Chemical graph generation presents a formidable challenge in the field of computer-assisted structure elucidation (CASE). Starting with the pioneering DENDRAL study, numerous chemical graph generators were developed. Nonetheless, many of these encountered limitations due to the exponential increase in heavy atom combinations. For a long time, MOLGEN held the status of the gold standard software in terms of speed and reliability until the emergence of the Surge algorithm. Surge stands out as the fastest chemical graph generator, with additional features slated for future releases. The development of such a rapid open-source generator prompts the question: How can we build extensive compound libraries using Surge?
There are already computationally constructed molecular databases in existence. Reymond contributed three significant compound databases: GDB11, GBD13, and GDB 17. These databases were constructed based on an upper limit for the total number of heavy atoms, as indicated by their names, and adhered to chemical constraints to ensure the molecules were chemically meaningful. For instance, GDB11 contains molecular structures with up to 11 heavy atoms in total. The numbers indicate the upper limits. GDB13 is the largest publicly available small molecule database, containing 977,46,314 molecules. Although GDB17 has around 166 billion molecules, it is not entirely publicly accessible; only a subset of GDB17 with 50 million molecules can be accessed.

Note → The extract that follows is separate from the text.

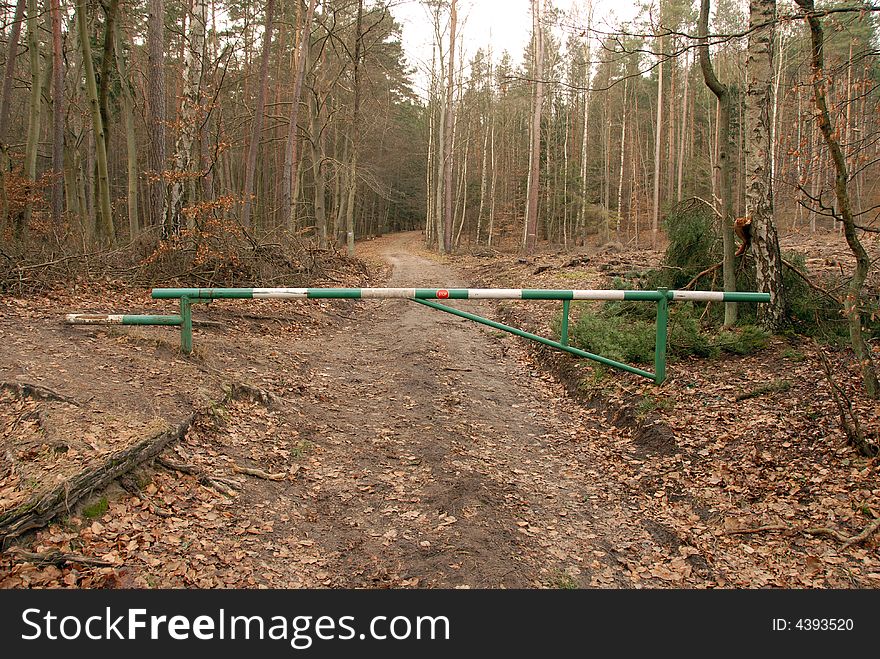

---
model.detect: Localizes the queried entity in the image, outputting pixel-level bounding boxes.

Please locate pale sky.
[391,0,638,95]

Surge excels in its ability to perform fast, duplicate-free, and efficient structure generation. To expedite this structure generation a step further, we present Cloud Surge, that harnesses the immense computational power of cloud environments coupled with the efficiency of Surge.
The storage of these large databases represents another significant challenge in the construction process. An effective solution for storage leveraging cloud systems, such as the Google Cloud Storage (buckets) is also integrated here. The generated set of molecules can be stored in cloud environments and made available as publicly accessible databases.
In addition to the Surge plugin system, which allows users to add new functionalities (chemical constraints according to their requirements) to Surge by incorporating their plugin classes. We also present an approach to screen generated structures before storage there by avoiding the necessity to store all enumerated structures.
Consequently, Surge stands out as the most efficient software for building extensive databases, offering options to blacklist/screen certain chemical constraints. With Cloud Surge, large and extensive compound libraries can be explored efficiently.